Jimmy rose to another landing, one-twenty-two. A man waved from the doorway. He had gold coveralls on, which meant something back when things had meaning. It was the first face Jimmy had seen in a dozen levels.

 

“Have you seen a girl?” Jimmy asked, ignoring the fact that this man seemed to have a question of his own. Jimmy held his hand at his hip. “This high. Seven years old. Missing a tooth.” He pointed past his beard at his own teeth.

 

The man shook his head. “No, but you’re the man who used to live here, right? The survivor?” The man had a knife in his hand, which flashed silver like a fish in water. The man in gold then laughed and peered beyond the landing’s rail. “I guess we’re all survivors, aren’t we?” Reaching out, he took hold of one of the rubber hoses Jimmy and Juliette had affixed to the wall to carry off the floods. With a deft swipe of the knife, the hose parted. He began hauling up the lower part, which dangled free far below.

 

“That was for the floods—” Jimmy began.

 

“You must know a lot about this place,” the man said. “I’m sorry. My name’s Terry. Terry Harlson. I’m on the Planning Commi—” He squinted at Jimmy. “Hell, you don’t know or care, do you? We’re all from the same place to you.”

 

“Jimmy,” he said. “My name’s Jimmy, but most people call me Solo. And that hose—”

 

“You have any idea where this power is coming from?” Terry jerked his head at the green lights that dotted the underside of the stairs. “We’re up another forty levels from here. Radio there’s got power. Some of these wires strung up all over the place got juice too. You do that?”

 

“Some of it,” Jimmy said. “Some was already like that. A little girl named Elise came this way. Did you—?”

 

“I reckon the power’s coming from above, but Tom told me to check down here. He says the power always came from below in our silo, should be the same in this one. Everything else is. But I saw the high-water mark down there where this place was full of water. I don’t think power’s been coming from there in a while. But you should know, right? This place got any secrets you can tell us about? Love to know about that power.”

 

The hose lay in a coil at the man’s feet. The knife was back out, glimmering in his hand. “You ever thought of being on a committee?”

 

“I need to find my friend,” Jimmy said.

 

Another swipe, but the electrical cord put up more resistance. It was the copper at the center. The man held a loop of the black wire in his hand and sawed back and forth, great muscles bulging beneath an undershirt stained with sweat. After some exertion, the knife burst free, the cord severed in two.

 

“If your friend ain’t with the men in the farms, she’s probably up with the chanters.

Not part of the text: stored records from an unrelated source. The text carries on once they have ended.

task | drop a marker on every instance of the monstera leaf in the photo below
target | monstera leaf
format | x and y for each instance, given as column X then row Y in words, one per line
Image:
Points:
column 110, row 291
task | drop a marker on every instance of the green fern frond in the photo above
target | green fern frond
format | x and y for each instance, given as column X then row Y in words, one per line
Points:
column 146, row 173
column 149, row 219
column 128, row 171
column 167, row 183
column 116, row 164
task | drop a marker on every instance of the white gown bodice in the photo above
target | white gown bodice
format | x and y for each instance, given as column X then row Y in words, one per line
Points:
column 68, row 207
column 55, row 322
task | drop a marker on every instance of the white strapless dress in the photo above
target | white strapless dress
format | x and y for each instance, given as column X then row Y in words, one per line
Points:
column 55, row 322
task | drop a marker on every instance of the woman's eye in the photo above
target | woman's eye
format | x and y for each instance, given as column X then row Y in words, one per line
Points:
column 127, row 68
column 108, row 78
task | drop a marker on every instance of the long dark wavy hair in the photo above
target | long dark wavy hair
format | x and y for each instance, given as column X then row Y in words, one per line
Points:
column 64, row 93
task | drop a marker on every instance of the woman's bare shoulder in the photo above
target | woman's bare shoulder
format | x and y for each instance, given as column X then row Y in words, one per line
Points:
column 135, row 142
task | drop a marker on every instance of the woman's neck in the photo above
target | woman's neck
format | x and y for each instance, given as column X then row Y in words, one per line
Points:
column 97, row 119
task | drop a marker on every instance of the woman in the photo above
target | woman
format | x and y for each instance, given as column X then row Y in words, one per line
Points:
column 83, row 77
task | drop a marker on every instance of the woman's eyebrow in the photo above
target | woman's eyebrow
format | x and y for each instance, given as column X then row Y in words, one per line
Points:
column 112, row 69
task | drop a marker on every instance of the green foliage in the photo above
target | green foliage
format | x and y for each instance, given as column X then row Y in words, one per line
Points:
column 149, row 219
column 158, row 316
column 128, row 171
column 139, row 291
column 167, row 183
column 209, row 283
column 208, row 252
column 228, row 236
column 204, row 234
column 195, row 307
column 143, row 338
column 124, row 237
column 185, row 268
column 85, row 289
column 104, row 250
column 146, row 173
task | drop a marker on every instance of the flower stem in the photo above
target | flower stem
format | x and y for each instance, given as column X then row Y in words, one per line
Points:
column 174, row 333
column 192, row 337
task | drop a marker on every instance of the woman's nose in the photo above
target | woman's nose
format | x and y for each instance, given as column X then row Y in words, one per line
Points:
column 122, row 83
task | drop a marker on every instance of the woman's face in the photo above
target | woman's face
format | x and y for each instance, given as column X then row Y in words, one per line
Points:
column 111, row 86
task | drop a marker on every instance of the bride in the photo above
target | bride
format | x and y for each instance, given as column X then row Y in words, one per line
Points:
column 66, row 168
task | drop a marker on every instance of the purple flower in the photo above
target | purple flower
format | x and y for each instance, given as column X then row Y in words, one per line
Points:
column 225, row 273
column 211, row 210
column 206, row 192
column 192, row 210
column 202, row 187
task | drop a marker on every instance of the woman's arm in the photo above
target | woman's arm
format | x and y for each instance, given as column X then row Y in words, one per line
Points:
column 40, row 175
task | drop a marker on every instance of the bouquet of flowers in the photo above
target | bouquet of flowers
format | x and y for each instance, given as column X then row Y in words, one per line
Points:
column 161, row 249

I passed them on my way down. They found a chapel.” Terry jabbed the knife skyward before stuffing it away and looping wire around his arm.

 

“A chapel,” Jimmy said. He knew the one. “Thank you, Terry.”

 

“Only fair,” the man said, shrugging. “Thanks for telling me where all this power comes from.”

 

“The power—?”

 

“Yeah, you said it came from above. From level …”

 

“Thirty-four? I said that?”

 

The man smiled. “I believe you did.”

 

 

 

 

 

50

 

 

 

Elise had watched the people in the bottom where the floods used to be – the ones who were working to dig their way out and get the power going, get the lights on. She had also seen people at the farms harvesting a bunch of food and figuring out how to get people fed. And now there was this third group of people arranging furniture and sweeping the floors and making things tidy. She had no clue what they were trying to do.